O assalto às instituições começou muito antes dele. A corrupção é entendida pelos eleitores como a mais evidente e palpável expressão de degradação do funcionamento de todo o arcabouço jurídico-normativo-político. No fundo não deveria causar surpresa alguma a maneira como o pêndulo oscilou agora contra as forças políticas (não só o PT, evidentemente) que se apoiaram sobretudo na mentira, roubalheira e populismo fiscal irresponsável. Antes de surgir um Bolsonaro, já existia um enorme cansaço de “tudo isto aí”.

A ideia propagada por Bolsonaro de que ele é capaz de limpar o jogo sujo, e enfrentar tudo o que está corrompido (começando pela restauração de valores tradicionais), acabou sendo um grande triunfo eleitoral.

Mas apenas esse discurso, diria Tancredo, não lhe permitirá governar.*

(*) William Waack (publicado no Estadão)

PERGUNTAR NÃO ESTUPRA

Tem a opção do Temer ficar?

 

A piada que circula em Brasília, às vésperas da eleição, é que, diante do quadro eleitoral, bastante gente gostaria que uma terceira opção aparecesse nas urnas eletrônicas na votação de domingo.
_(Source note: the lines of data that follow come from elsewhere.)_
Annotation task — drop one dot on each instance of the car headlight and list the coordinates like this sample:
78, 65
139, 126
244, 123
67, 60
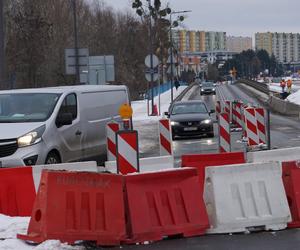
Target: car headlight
32, 137
206, 121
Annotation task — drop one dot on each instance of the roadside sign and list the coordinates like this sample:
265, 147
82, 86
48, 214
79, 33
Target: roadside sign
125, 111
155, 61
174, 69
70, 60
148, 76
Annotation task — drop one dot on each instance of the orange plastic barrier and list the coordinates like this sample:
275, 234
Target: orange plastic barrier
291, 181
201, 161
163, 204
72, 206
17, 192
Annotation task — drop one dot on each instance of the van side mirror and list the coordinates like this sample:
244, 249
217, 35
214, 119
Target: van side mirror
64, 119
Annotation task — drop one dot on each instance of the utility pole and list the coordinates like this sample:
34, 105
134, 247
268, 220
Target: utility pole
171, 49
2, 53
151, 60
75, 42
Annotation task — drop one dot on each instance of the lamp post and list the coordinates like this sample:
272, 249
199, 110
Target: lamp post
171, 49
76, 41
1, 43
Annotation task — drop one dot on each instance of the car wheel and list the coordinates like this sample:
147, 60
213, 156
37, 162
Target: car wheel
52, 158
211, 134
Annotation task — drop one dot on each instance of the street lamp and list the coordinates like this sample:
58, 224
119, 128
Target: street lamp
171, 49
Além dos nomes de Jair Bolsonaro e de Fernando Haddad, a gaiatice é que a opção “Fica Temer” tinha tudo para fazer sucesso.

O MEU “ÍDALO” SABE DAS COISAS

Gabeira sugere ‘reavaliação’ da esquerda

O jornalista e ex-deputado Fernando Gabeira diz em entrevista ao podcast da Rio Bravo Investimentos que esta eleição deve levar a esquerda a mergulhar num processo de reflexão.

De acordo com a coluna Direto da Fonte, do Estadão, Gabeira afirma que, mesmo antes de ser um candidato bem-sucedido, Jair Bolsonaro já dizia “coisas que quem anda pelas ruas do Brasil sabe que outras pessoas pensam também”. Ele sugere “que a esquerda faça uma avaliação de sua atuação e do próprio comportamento do eleitorado”, procurando uma maneira de falar com essas pessoas, modificando “algumas propostas que surgiram no auge da polarização”.

POLÍTICOS…

A aproximação de Alvaro Dias e Bolsonaro

 

Depois de ter xingado o presidenciável Jair Bolsonaro no primeiro turno, o ex-presidenciável Alvaro Dias, do Podemos, tenta se aproximar do candidato do PSL nos últimos dias.

Segundo a revista digital Crusoé, Dias telefonou para JB e pediu desculpas pelos ataques que lhe fez. Ele tem dito que estava “de cabeça quente’ quando chamou Bolsonaro de “bandido” e “vagabundo” em ato de campanha no Paraná, no primeiro turno.

PODE ISSO, ARNALDO?

 TSE troca empresa responsável pela divulgação da apuração

A poucos dias do segundo turno eleitoral, o TSE resolveu substituir a empresa que fará a divulgação da apuração dos votos.

No primeiro turno, o serviço foi prestado pela BRCloud, vencedora de uma licitação de mais de R$ 1 milhão.

Segundo o Tribunal, a empresa “não prestou adequadamente o serviço” e causou “contratempos” na distribuição de dados.

Um novo contrato foi assinado com a CPD – Consultoria, Planejamento e Desenvolvimento de Sistemas, segunda colocada, que receberá R$ 532 mil.*

(*) O Antagonista

TÁ MAUS

Os Tiros no pé

Essa eleição é tão atípica que os disputantes do segundo turno, além de terem índices de rejeição semelhantemente altos, vivem às voltas com problemas que seus próprios aliados ou seguidores criam.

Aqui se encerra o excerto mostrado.